There is new acoustic evidence from tape recordings of the Ambassador Hotel's pantry that night that suggests, as Thomas Noguchi's autopsy did, that there were two firing positions: One in front of Kennedy where Sirhan was shooting wildly and wounding people behind the Senator, the other at extremely close range just behind Kennedy where the fatal head wound originated. The historian Philip Melanson and other authors have raised legitimate questions about some of the actions of the Los Angeles Police Department, (particularly the "Special Unit Senator" that ran the investigation), with respect to the treatment of the crime scene, the questioning of witnesses, and the destruction and handling of evidence. There is a new and interesting book on the assassination by the Irish-born writer, Shane O'Sullivan, Who Killed Bobby? The Unsolved Murder of Robert F. Kennedy, which explores some of the inconsistencies with the "open and shut" case that convicted Sirhan as the crazed "lone gunman." Paul Schrade, the labor leader who was shot in the head that night while standing behind Kennedy, has worked for years to try to reopen the case. Although it is not well known, the LAPD, and particularly the officer in charge of test firing the weapon allegedly used in the killing, DeWayne Wolfer, never even came close to proving with ballistic evidence that any of the bullets that hit Kennedy came from Sirhan's Iver-Johnson.

Kennedy's body was flown to New York where he lay for two days in the vaulted nave of St. Patrick's Cathedral. Over 100,000 people lined up for twenty-five blocks, some of them waiting five or six hours just to walk past his coffin. The diversity of those who came to show their respects was a testimony to Kennedy's wide-ranging appeal. Edward Kennedy gave the eulogy. He had lost the last of his three brothers. He said Robert Kennedy should be remembered "simply as a good and decent man, who saw wrong and tried to right it, saw suffering and tried to heal it, saw war and tried to stop it."

A funeral train carried Kennedy's body to Washington. Thousands of people lined the tracks; some held American flags and plaintively sang the "Battle Hymn of the Republic." On television, as the twenty-car locomotive set out on its final leg, with the flag-draped coffin visible in the last car, Walter Cronkite, intoned: "It is the end of a brilliant political and public career." Kennedy's death also marked the end of an era, and a grave setback for those who were trying to stop the Vietnam War. On June 8, 1968, he was laid to rest not far from the eternal flame of his brother's grave in Arlington National Cemetery.

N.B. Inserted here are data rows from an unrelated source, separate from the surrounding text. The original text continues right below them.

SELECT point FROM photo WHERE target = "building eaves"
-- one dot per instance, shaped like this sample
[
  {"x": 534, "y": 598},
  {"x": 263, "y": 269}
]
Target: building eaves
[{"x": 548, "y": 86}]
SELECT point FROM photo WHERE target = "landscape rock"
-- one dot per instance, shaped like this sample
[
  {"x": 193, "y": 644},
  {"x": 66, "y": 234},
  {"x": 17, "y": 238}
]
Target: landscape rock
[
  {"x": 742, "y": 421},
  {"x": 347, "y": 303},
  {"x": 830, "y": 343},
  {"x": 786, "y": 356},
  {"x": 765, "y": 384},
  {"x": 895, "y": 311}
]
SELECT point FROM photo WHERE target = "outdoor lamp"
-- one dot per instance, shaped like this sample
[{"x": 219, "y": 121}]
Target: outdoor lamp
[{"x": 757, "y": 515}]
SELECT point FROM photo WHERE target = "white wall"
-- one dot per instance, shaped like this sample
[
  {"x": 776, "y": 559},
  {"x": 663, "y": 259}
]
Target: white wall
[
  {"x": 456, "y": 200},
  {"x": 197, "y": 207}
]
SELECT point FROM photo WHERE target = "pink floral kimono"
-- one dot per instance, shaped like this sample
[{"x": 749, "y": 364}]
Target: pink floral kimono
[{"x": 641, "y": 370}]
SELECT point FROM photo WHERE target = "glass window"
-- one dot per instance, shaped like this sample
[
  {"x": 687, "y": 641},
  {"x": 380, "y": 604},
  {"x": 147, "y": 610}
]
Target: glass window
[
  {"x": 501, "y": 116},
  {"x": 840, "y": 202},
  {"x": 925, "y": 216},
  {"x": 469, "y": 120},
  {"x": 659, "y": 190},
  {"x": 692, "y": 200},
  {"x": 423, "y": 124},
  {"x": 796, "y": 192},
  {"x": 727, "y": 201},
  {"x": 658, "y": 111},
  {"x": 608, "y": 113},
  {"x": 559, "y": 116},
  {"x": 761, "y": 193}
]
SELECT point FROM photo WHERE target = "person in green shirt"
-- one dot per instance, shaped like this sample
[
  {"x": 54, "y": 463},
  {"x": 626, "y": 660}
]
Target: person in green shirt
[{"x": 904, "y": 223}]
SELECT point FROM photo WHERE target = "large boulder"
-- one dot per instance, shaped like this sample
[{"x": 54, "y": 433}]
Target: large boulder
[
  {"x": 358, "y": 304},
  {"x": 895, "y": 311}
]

Robert Francis Kennedy embodied the roles of activist and politician. His views on the perennial American problems of foreign wars, poverty, and racial strife continue to resonate. He had the unique ability to challenge people morally, and to stand together with those who wished to build a more humane society.

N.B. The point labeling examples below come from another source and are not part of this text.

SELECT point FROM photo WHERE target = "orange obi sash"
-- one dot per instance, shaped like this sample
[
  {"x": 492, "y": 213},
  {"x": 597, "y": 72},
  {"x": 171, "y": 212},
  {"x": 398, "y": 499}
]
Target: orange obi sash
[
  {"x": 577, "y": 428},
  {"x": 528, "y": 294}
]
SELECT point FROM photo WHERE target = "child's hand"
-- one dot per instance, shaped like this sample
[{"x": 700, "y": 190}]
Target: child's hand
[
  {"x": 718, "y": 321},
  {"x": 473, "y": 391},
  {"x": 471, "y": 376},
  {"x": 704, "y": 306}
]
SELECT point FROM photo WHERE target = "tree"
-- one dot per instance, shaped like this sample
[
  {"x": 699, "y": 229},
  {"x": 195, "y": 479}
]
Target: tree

The killing of Robert F. Kennedy was particularly brutal coming just eight weeks after the assassination of Martin Luther King, Jr., and less than five years after the murder of President John F. Kennedy. The leader of the peace wing of the Democratic Party was removed from national politics with a shocking abruptness. His death came at a time when the party and the nation were bitterly divided, when there were riots in the cities and over a half million American soldiers fighting in Southeast Asia. The silencing of Robert Kennedy's voice could not have come at a worst time for the nation. His death cleared the path for the presidency of Richard Nixon with all of its attendant cynicism and divisive tactics that have had a lasting imprint even to this day.

Given our horrific recent history of assassinations that disfranchised millions of voters and robbed a generation of some of its best young leaders I fail to see "humor" in jokes about guns being aimed at candidates or public musings about how the killings affected the political chances of rivals. On the 40th anniversary of the death of Robert F. Kennedy, we should honor the memory of an extraordinary public servant and idealistic leader, and take a step back from the cynicism of our current political discourse and reflect for a moment on how America might be different today had he been allowed to live out his natural life.